Fear drove the oil markets this week, as continued buying pushed the price of crude to an all-time high of $41.38 per barrel.
Analysts say the price spike is spurred by recent attacks on oil industry targets and the deteriorating situation in Iraq, CBS News Correspondent Sharyn Alfonsi reports.
"When we hear of a storm pending, everybody runs to the supermarket and before you know it, the shelves are empty," said Fadel Gheit, a senior oil analyst for Oppenheimer. "So this panic buying is basically driven by fear."
The sum of all those fears is felt at the pump: Drivers are paying an average of $1.95 per gallon, and analysts say it could go to $2.10 and stay there. Oil supplies are tight, and they are now strained by the world's fastest growing economy.
"China's growth is astounding," Gheit said. "It's hard to understand everything that's going on in that economy, and the economy appears to be growing faster than everyone expects."
China is now the number two oil consumer in the world, with auto sales up 37 percent this year.
"We're talking about 1.3 billion people who have decided that they don't want to ride bicycles anymore, that they want to drive passenger cars just like us," Dr.

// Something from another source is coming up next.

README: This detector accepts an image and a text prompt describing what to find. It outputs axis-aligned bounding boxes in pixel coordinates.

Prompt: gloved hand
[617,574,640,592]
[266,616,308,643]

Gal Luft, executive director of the Institute for Analysis of Global Security, told CBS News.
Even if China grows half as fast as current predictions, analysts say China will become major competition for the U.S. energy supplies in the future.

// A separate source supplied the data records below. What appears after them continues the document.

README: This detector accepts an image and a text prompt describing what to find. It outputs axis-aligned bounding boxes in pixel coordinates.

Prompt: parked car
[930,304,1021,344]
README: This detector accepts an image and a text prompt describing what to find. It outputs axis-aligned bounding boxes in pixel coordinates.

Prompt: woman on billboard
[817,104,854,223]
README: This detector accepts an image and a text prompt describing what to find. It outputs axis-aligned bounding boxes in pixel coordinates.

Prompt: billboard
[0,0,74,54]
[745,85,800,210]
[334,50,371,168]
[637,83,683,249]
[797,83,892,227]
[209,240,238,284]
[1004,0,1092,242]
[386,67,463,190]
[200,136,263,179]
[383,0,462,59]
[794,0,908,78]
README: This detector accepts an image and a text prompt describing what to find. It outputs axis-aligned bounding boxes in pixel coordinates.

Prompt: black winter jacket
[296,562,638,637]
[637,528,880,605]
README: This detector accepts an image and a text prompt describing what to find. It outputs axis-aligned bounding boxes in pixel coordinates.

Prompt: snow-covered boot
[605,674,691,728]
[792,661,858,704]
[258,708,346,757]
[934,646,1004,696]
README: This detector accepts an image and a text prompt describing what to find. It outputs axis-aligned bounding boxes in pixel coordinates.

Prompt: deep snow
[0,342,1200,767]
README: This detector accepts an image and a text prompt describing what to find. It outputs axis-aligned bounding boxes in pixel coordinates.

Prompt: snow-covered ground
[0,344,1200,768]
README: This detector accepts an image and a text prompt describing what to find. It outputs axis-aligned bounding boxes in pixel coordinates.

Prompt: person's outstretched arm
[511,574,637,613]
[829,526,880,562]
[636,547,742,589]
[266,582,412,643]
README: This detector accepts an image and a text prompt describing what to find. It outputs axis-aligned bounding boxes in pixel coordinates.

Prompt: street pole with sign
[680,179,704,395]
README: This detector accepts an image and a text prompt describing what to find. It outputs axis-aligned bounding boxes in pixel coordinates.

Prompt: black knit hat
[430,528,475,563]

"History has shown us that superpowers don't get along together when they have to compete over scarce resources," Dr. Luft said.
"It is a nuclear power, so we really cannot just push them in a corner at will," adds Gheit.
It was Napolean who called China a "sleeping giant," predicting that when it awakens, the world will shake. Analysts say the oil market is already trembling with fear - and consumers are paying the price at the pump.